---
name: trtllm-flashinfer-upgrade
description: >-
  Upgrade flashinfer-python version in TensorRT-LLM. Fetches the latest releases
  from GitHub (stable and nightly), compares with the current pinned version,
  lets the user pick a target version, and updates all version references across
  the repo. Use when the user wants to bump or upgrade flashinfer.
license: Apache-2.0
metadata:
  author: NVIDIA Corporation
---

# FlashInfer Version Upgrade Skill

Automates upgrading the `flashinfer-python` package version across TensorRT-LLM.

## When to Use

- User asks to upgrade / bump / update flashinfer
- Routine dependency update duty for flashinfer-python

## Prerequisites

### Step 0a: Determine GitHub Username

Query `gh` for the authenticated user's login:
```bash
GITHUB_USERNAME=$(gh api user --jq .login)
echo "$GITHUB_USERNAME"
```

If this fails, `gh` is not authenticated — resolve Step 0c first, then retry.
As a fallback, derive the username from the fork remote:
```bash
GITHUB_USERNAME=$(git remote -v | grep -E 'github\.com/[^/]+/TensorRT-LLM' \
  | head -1 | sed -E 's|.*github\.com[:/]([^/]+)/TensorRT-LLM.*|\1|')
```
If neither works, ask the user via `AskUserQuestion`.

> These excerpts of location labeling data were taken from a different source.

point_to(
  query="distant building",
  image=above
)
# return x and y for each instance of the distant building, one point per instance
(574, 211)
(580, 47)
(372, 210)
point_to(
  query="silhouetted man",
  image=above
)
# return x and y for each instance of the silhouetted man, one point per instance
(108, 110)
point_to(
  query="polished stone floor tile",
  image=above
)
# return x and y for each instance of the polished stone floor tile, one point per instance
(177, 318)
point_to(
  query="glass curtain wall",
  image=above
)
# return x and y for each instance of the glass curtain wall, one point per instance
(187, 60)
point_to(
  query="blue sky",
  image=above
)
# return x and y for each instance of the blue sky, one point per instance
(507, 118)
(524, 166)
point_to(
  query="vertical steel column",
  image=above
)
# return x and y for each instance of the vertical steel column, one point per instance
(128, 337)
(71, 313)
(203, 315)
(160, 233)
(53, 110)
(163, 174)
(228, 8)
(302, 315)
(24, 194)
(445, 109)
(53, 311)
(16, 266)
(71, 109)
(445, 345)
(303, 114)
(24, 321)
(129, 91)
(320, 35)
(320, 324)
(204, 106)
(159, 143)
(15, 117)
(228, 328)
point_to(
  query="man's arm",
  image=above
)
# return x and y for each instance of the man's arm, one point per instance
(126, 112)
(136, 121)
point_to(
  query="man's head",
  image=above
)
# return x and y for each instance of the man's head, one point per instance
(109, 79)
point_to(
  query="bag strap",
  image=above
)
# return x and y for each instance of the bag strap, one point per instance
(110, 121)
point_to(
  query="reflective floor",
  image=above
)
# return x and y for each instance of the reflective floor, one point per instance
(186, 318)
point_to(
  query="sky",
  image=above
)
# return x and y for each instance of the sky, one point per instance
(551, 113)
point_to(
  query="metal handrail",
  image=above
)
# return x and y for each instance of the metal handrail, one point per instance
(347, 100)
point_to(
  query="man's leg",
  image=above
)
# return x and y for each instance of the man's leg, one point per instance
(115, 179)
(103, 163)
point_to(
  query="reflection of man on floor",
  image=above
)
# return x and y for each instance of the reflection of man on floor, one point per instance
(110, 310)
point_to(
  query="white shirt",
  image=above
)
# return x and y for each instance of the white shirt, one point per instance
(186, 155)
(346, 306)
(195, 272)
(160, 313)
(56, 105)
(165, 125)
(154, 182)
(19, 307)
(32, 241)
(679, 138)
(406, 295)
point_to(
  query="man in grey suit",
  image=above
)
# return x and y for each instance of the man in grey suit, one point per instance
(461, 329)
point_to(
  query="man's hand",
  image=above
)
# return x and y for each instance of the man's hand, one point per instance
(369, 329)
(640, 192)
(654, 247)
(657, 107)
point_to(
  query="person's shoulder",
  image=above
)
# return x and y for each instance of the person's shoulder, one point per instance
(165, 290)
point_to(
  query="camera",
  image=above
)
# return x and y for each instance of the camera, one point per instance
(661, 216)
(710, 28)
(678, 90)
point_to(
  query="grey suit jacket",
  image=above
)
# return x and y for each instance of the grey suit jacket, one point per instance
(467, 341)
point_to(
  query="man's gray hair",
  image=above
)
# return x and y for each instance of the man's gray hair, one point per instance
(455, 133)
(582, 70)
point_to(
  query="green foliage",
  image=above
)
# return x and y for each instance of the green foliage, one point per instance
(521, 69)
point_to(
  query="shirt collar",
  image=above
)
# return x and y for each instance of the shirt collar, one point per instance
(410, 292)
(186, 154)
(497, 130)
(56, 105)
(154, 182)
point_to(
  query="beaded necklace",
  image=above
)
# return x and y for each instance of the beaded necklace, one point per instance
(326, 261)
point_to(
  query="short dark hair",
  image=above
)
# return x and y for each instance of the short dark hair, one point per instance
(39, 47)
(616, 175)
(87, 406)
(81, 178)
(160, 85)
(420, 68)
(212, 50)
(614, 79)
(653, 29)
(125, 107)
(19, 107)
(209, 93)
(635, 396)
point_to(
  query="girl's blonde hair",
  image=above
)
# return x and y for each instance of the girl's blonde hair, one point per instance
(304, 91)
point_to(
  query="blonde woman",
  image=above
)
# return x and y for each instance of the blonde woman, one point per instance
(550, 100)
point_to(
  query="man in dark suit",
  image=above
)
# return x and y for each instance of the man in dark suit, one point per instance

### Step 0b: Verify Fork Remote

Check that a git remote pointing to the user's fork of TensorRT-LLM exists:

```bash
git remote -v | grep -E 'github\.com/${GITHUB_USERNAME}/TensorRT-LLM'
```

If **no fork remote** is found, stop and notify the user:

> No GitHub fork remote detected. A fork of `NVIDIA/TensorRT-LLM` is required
> to push branches and create PRs.
>
> 1. Fork the repo at https://github.com/NVIDIA/TensorRT-LLM/fork
> 2. Add it as a git remote:
>    ```bash
>    git remote add fork https://github.com/<GITHUB_USERNAME>/TensorRT-LLM.git
>    ```
> 3. Re-run this skill.

### Step 0c: Verify `gh` CLI Is Authenticated

This skill uses the GitHub CLI (`gh`) to push branches and open PRs. Confirm it is
installed and authenticated:

```bash
gh auth status
```

Expected: `Logged in to github.com` with at least the `repo` scope. `repo` covers
pushing to the user's fork and opening PRs on `NVIDIA/TensorRT-LLM`, so no
separate fine-grained PATs are needed.

If `gh` reports "not logged in", instruct the user:

> ```bash
> gh auth login
> ```
>
> Choose: GitHub.com → HTTPS → authenticate with a web browser (or paste a PAT
> with `repo` scope).

**Note on `GH_CONFIG_DIR`:** If the user keeps multiple `gh` accounts (e.g. a
personal account and a separate account for `NVIDIA/TensorRT-LLM` work), they may
point `gh` at a non-default config directory. Check `CLAUDE.local.md` /
`AGENTS.md` or the environment for `GH_CONFIG_DIR`; if unclear, ask the user.
When set, prefix every `gh` invocation: `GH_CONFIG_DIR=<path> gh ...`.

Do **not** proceed with the upgrade workflow until `gh auth status` is clean and
the fork remote (Step 0b) is confirmed.

## Workflow

Execute these steps **in order**. Use `AskUserQuestion` for user choices and
`WebFetch` / GitHub API for release data.

### Step 1: Fetch Available Releases from GitHub

Fetch the release list from `https://github.com/flashinfer-ai/flashinfer/releases`.

Use `WebFetch` with the URL `https://github.com/flashinfer-ai/flashinfer/releases`
and extract all release tag names and dates. Collect both stable releases
(e.g., `v0.6.7`) and pre-release / nightly tags (e.g., `v0.7.0.dev20260401`).

Alternatively, use the GitHub API via curl:
```bash
curl -s "https://api.github.com/repos/flashinfer-ai/flashinfer/releases?per_page=30" \
  | python3 -c "
import json, sys
releases = json.load(sys.stdin)
for r in releases:
    tag = r['tag_name']
    pre = ' (pre-release)' if r['prerelease'] else ' (stable)'
    date = r['published_at'][:10]
    print(f'{tag}  {date}{pre}')
"
```

### Step 2: Check Current Version

Read the current pinned version from `requirements.txt`:
```bash
grep flashinfer-python requirements.txt
```
Expected format: `flashinfer-python==X.Y.Z`

### Step 3: Ask User Preferences

Ask the user **three questions** using `AskUserQuestion`:

1. **"Prefer a latest nightly release version?"**
   - Options: "Yes, show nightly/dev releases" | "No, stable releases only (Recommended)"
   - This filters the release list shown in the next question.

2. **"Which flashinfer-python version do you want to upgrade to?"**
   - Present up to 4 versions newer than the current version (filtered by
     the nightly preference above), with the latest as the recommended option.
   - If the current version is already the latest, inform the user and stop.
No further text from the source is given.